This story has been stolen from Royal Road. If you read it on Amazon, please report it

“They aren’t cannons,” said Grak, pointing up to something that I couldn’t see by the light of my flashlight, even when I pointed it where he was indicating. “They’re pistols set in large housings. Disguised.” Sometimes he seemed to chew on words, like he’d been searching for the perfect one and wanted to savor what he’d found. “I’ve seen a few of them adjusting.”

“Pistols that shoot cannonballs?” asked Fenn with a frown.

“I don’t know,” said Grak.

“Oh,” I said. “Uh, that was from a campaign, a, uh, pirate campaign we did.” Not actually a pirate campaign per se, an Age of Enlightenment campaign that turned into a pirate campaign despite my better efforts. “Three times per day, with a misfire on a critical failure, the pistol would shoot cannonballs. Not automated, as I’d envisioned it, and not part of a building.”
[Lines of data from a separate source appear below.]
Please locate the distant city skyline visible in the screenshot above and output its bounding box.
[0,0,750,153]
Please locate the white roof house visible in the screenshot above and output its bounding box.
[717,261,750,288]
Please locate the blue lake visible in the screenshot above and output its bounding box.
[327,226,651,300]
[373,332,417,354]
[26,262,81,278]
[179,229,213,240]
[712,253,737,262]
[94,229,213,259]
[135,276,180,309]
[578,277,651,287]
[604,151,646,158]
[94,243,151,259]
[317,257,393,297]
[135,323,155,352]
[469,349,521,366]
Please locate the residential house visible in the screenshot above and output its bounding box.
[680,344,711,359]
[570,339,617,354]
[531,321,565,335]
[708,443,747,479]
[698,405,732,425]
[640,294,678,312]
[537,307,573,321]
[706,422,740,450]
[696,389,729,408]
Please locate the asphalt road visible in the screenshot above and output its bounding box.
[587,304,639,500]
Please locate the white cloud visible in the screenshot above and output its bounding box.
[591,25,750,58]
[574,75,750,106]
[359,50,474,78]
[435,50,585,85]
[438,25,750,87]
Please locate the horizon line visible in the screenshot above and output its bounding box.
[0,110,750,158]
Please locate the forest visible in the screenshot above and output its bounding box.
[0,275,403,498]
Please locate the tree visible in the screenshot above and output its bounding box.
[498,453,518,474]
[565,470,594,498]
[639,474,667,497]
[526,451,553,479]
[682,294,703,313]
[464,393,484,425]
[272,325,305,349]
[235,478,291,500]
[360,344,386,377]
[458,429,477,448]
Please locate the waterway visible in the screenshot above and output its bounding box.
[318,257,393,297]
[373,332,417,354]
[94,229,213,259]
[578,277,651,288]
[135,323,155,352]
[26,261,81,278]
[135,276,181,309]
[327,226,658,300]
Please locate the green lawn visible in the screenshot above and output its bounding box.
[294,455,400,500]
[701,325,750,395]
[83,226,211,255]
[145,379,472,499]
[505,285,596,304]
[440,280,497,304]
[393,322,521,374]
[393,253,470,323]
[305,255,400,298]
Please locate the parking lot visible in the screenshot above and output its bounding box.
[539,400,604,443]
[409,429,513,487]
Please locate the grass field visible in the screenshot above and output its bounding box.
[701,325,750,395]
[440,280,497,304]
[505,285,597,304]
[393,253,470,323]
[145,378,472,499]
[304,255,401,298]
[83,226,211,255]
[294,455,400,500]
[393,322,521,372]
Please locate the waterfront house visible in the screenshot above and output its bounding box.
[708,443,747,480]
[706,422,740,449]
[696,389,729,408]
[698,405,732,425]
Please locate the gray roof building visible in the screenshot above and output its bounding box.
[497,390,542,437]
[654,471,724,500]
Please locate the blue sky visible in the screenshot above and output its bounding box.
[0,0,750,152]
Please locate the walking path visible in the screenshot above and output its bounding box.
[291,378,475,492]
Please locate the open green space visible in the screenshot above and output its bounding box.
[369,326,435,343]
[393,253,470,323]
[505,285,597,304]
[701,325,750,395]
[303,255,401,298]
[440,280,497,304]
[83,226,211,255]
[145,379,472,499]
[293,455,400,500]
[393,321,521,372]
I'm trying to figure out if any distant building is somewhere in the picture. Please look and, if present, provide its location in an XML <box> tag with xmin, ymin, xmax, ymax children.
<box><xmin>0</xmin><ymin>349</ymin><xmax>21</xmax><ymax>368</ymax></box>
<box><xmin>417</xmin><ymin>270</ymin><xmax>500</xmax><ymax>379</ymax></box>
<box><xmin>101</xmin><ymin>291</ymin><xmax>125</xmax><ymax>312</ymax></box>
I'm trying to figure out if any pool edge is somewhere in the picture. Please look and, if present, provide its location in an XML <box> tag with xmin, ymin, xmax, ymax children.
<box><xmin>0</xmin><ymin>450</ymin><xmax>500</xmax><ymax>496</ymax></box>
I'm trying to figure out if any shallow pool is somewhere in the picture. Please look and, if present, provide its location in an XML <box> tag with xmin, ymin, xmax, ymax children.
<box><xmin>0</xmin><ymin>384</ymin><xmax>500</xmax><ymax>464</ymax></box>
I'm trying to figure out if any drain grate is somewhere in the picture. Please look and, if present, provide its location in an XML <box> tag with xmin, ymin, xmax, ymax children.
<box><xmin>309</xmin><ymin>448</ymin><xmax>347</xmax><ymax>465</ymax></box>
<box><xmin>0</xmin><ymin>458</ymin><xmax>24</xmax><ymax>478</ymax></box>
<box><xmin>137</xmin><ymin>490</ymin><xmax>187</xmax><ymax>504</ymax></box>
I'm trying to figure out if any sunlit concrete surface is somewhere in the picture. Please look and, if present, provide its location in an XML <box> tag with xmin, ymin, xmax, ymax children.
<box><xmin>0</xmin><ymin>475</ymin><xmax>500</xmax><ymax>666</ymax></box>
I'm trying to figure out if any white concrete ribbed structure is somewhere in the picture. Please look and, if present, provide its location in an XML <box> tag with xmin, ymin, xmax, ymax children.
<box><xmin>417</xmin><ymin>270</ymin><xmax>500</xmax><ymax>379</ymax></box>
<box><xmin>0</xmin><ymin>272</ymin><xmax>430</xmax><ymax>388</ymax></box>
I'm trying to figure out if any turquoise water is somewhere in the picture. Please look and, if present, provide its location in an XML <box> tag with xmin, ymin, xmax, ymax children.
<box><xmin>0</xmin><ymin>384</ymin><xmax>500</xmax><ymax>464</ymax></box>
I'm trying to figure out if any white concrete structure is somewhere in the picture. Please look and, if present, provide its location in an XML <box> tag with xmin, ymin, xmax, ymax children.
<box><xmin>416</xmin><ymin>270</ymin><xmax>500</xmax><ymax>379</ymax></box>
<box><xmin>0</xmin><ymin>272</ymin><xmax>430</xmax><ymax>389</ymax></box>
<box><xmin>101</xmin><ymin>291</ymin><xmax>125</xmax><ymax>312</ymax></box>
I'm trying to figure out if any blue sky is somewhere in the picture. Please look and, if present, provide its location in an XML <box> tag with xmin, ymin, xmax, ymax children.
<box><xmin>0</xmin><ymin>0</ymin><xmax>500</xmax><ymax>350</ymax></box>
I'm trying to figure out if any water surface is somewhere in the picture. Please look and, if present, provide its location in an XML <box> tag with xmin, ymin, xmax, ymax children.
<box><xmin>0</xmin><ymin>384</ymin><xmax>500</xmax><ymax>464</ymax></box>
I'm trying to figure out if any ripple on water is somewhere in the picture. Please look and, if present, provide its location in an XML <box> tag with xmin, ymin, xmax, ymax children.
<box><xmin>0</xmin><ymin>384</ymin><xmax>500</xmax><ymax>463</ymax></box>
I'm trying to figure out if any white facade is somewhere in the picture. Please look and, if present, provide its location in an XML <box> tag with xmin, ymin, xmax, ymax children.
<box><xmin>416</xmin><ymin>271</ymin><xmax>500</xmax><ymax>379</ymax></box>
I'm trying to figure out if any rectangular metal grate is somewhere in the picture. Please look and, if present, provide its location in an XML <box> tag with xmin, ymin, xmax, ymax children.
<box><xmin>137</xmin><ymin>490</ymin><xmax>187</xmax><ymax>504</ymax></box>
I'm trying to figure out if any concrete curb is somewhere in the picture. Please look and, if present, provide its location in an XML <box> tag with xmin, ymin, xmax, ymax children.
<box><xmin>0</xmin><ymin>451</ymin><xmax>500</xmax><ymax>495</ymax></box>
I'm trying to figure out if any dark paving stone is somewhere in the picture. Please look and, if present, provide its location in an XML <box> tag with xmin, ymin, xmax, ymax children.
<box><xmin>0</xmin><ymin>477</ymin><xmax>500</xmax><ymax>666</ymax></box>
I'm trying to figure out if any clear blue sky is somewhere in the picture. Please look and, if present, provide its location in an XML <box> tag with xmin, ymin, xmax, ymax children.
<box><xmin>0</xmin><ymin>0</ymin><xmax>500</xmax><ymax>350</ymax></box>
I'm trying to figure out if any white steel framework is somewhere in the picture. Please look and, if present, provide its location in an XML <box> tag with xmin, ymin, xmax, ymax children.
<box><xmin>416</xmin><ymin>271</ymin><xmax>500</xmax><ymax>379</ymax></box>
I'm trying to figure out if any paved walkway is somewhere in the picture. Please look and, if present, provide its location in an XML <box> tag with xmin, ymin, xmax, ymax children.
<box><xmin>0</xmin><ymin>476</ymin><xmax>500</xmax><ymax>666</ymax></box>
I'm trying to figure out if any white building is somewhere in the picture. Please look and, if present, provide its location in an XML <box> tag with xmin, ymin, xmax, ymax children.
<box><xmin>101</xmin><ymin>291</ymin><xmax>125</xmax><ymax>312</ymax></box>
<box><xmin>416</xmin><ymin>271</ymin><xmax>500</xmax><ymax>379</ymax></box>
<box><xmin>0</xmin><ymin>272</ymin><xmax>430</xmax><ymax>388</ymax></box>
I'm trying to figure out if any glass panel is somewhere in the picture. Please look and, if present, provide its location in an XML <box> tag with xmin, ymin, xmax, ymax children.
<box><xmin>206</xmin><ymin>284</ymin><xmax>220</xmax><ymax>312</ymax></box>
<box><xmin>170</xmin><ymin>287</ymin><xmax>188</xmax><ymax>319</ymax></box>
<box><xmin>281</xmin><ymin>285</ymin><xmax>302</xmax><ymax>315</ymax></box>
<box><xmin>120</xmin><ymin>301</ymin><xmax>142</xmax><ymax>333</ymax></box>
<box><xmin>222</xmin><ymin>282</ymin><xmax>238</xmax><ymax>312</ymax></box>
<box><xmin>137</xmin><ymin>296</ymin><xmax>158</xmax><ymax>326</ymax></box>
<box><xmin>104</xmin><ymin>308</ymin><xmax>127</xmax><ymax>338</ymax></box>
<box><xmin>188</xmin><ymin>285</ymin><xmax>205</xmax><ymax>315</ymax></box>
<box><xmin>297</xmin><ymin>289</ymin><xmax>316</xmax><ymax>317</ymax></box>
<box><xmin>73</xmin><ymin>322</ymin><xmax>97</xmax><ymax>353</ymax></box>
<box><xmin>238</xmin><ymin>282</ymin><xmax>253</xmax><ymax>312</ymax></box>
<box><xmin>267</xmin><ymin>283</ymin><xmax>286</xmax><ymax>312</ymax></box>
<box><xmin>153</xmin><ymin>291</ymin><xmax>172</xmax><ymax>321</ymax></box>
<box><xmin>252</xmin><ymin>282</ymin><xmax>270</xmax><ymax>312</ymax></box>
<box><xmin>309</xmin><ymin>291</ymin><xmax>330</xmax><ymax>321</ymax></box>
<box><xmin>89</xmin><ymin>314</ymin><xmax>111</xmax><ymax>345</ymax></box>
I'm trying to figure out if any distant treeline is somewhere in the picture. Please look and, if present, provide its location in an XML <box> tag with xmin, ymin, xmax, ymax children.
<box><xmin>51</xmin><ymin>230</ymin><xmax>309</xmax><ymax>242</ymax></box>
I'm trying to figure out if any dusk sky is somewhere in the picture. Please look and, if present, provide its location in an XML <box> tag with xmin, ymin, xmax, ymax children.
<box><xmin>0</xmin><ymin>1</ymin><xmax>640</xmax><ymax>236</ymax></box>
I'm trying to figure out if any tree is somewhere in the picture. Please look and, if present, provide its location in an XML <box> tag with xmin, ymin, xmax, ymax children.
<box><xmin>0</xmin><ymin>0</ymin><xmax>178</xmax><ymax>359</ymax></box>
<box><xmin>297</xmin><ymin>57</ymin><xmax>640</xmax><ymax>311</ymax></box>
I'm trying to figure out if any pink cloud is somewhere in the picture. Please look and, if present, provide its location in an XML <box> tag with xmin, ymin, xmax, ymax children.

Amaryllis frowned. “An adaptation.”

“Maybe,” I said. I looked over Kuum Doona. “I don’t really understand this place. It seems like it’s lacking a -- huh, central theme?” I wasn’t sure whether that made any sense, or whether I was too out of it to get across what I was thinking. It felt like I’d been doing whatever the mental equivalent of treading water was.

“The prison didn’t have a central theme,” said Fenn. “Brass and mud people.”

“It was different things at different times, overlapping each other in the present,” said Amaryllis. She was staring at the door, and the beaten-down mural there. “In the meta-sense, it was about identity, I think, to tie in with what was going on with Fallatehr. There were golems using flower magic, that bit was thematically about connection.”

“You’re giving him too much credit,” I replied. “The Dungeon Master, I mean.”

“I’m pretty sure that she’s not giving the all-powerful god too much credit,” said Fenn. “But sure, keep bad-mouthing the Dungeon Master, I’ll just make a point of not standing too close to you.”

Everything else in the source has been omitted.